Equations for creating different equalization filters.
see linked file
rbj writes with regard to shelving filters:
> _or_ S, a "shelf slope" parameter (for shelving EQ only). When S = 1,
> the shelf slope is as steep as it can be and remain monotonically
> increasing or decreasing gain with frequency. The shelf slope, in
> dB/octave, remains proportional to S for all other values for a
> fixed f0/Fs and dBgain.
The precise relation for both low and high shelf filters is
S = -s * log_2(10)/40 * sin(w0)/w0 * (A^2+1)/(A^2-1)
where s is the true shelf midpoint slope in dB/oct and w0, A are defined in
the Cookbook just below the quoted paragraph. It's your responsibility to keep
the overshoots in check by using sensible s values. Also make sure that s has
the right sign -- negative for low boost or high cut, positive otherwise.
To find the relation I first differentiated the dB magnitude response of the
general transfer function in eq. 1 with regard to log frequency, inserted the
low shelf coefficient expressions, and evaluated at w0. Second, I equated this
derivative to s and solved for alpha.

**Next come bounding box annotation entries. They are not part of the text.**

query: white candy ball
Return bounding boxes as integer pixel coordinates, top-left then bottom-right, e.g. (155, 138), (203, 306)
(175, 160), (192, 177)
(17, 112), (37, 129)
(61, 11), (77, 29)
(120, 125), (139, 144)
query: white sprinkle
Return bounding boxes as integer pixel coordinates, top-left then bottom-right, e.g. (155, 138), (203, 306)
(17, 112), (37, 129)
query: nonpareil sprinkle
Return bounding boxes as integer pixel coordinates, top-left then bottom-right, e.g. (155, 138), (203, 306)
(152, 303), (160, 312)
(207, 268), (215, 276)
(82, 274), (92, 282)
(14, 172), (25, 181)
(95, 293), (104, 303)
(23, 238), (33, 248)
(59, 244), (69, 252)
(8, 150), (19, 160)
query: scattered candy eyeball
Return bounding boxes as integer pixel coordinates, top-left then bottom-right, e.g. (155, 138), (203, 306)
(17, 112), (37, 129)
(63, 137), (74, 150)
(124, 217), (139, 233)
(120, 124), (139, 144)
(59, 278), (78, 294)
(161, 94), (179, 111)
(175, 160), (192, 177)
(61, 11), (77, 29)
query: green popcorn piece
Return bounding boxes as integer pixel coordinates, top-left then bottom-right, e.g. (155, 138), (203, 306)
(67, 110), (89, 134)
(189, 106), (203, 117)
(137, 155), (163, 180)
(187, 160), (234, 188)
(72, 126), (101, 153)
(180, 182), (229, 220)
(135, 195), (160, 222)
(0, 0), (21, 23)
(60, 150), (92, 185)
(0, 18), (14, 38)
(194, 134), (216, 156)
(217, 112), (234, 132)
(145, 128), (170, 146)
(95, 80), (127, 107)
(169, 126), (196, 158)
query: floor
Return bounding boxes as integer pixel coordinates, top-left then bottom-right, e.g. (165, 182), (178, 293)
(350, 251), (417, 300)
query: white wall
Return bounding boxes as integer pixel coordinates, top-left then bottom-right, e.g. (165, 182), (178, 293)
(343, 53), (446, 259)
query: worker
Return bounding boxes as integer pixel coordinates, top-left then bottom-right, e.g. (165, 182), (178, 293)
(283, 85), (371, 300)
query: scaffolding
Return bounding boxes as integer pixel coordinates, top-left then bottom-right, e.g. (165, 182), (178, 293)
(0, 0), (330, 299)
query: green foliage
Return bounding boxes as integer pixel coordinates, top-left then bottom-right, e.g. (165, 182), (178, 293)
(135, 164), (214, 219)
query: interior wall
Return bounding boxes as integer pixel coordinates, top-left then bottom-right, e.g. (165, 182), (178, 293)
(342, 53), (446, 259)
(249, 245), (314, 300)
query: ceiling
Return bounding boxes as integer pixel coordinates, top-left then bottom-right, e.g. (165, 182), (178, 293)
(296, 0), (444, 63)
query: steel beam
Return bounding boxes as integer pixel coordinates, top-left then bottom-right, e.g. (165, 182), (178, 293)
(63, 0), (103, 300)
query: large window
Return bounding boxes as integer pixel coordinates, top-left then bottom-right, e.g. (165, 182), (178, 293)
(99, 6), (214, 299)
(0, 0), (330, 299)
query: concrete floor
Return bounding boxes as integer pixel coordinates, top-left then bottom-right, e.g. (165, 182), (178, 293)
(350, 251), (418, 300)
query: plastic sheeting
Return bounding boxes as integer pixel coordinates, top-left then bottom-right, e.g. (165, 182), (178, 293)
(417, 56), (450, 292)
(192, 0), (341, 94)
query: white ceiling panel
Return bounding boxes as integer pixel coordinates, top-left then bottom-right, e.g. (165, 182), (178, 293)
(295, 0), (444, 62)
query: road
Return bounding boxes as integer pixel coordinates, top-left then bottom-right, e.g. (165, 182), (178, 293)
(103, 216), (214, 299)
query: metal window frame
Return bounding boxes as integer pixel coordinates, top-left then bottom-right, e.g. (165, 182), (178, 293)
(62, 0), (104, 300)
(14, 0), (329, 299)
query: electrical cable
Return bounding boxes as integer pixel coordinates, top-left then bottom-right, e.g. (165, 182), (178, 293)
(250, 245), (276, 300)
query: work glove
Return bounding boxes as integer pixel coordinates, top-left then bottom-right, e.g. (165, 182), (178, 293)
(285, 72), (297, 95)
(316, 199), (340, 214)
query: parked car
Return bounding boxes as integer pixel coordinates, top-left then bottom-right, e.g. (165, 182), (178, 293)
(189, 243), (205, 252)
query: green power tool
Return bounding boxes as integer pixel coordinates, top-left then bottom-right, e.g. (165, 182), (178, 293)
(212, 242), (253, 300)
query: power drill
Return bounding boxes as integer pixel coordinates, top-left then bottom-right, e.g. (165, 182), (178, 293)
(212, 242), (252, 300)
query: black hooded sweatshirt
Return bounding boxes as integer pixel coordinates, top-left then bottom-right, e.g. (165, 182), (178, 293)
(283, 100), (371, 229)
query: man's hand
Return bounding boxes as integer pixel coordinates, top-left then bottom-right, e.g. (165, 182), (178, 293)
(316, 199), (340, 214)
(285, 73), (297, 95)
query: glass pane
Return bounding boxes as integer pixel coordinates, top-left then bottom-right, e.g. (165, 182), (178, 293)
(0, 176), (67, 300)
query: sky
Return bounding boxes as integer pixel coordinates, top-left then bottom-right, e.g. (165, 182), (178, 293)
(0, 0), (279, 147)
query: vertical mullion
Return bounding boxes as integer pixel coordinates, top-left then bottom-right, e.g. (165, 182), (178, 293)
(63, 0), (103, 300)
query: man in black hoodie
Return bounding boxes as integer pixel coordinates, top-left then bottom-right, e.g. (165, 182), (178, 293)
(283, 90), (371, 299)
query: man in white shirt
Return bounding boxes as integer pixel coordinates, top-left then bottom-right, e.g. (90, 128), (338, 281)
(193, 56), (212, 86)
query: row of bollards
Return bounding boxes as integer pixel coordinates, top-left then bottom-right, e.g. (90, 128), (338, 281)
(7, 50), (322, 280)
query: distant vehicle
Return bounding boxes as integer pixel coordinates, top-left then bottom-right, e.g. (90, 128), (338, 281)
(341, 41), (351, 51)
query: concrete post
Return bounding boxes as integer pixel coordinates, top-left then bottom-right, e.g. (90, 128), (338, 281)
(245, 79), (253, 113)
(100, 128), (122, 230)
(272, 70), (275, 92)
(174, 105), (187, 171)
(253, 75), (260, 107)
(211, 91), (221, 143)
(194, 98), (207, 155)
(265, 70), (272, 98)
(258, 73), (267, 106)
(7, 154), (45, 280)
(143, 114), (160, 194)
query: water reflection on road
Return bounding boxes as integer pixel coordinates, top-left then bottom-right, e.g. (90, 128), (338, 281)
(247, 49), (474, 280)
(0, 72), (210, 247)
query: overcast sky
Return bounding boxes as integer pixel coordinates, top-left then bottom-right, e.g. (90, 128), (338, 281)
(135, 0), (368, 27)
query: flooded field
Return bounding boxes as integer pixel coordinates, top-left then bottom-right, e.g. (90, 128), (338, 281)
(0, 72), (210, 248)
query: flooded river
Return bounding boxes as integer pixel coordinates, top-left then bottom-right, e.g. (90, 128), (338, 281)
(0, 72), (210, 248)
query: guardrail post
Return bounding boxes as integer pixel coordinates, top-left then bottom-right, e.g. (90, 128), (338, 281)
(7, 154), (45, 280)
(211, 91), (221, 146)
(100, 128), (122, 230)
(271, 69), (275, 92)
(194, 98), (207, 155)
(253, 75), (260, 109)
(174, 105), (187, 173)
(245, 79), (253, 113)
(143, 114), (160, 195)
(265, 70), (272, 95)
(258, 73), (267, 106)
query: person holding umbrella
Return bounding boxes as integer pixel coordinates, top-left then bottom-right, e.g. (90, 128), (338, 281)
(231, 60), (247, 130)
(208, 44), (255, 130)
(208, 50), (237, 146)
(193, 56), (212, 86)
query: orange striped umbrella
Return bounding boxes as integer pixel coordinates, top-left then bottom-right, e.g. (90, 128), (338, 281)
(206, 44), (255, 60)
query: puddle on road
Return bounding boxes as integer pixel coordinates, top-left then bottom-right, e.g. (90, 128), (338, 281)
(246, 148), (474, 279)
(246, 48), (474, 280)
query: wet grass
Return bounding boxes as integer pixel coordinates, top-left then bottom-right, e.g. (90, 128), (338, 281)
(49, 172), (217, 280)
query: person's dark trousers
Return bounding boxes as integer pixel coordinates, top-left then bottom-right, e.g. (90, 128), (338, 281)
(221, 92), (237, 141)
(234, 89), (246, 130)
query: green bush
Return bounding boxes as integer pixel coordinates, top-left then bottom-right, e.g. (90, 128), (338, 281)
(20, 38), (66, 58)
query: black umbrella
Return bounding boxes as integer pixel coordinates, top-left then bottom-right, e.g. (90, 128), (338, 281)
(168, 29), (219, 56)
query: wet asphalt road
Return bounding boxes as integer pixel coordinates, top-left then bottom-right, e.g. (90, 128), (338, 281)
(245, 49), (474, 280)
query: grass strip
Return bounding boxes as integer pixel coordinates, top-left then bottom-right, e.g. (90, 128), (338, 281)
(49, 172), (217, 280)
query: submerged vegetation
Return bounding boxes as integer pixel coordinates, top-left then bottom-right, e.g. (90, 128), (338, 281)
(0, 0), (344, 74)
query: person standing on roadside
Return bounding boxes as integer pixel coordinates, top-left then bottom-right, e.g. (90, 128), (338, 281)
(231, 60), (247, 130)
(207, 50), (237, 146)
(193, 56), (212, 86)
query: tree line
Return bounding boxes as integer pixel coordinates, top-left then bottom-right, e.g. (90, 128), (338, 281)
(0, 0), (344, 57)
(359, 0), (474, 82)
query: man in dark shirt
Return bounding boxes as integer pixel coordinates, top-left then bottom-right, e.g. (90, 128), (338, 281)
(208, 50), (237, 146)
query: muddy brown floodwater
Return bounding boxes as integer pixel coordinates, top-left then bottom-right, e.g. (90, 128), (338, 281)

Third, I equated the result to rbj's
expression for alpha and solved for S yielding the above formula. Finally
I checked it with the high shelf filter.
Sorry, a slight correction: rewrite the formula as
S = s * log_2(10)/40 * sin(w0)/w0 * (A^2+1)/abs(A^2-1)
nad make s always positive.
This is a very famous article. I saw many are asking what is the relationship between "Q" and the resonance in low-pass and hi-pass filters.
By experimenting, I found that Q should always be >= 1/2. Value < 1/2 seems to alter f0 "wherever it's happenin', man", cutting off frequencies not where it was planned. In fact Q = 1/2 is the value for which H(s) = 1 / (s^2 + s/Q + 1) gets two poles, real and coincident. In other words the filter becomes like two 1st order filters in cascade, with no resonance at all.
When Q tends to infinite the poles get close to the unit circle, the gain around the cutoff frequency increases, creating resonance.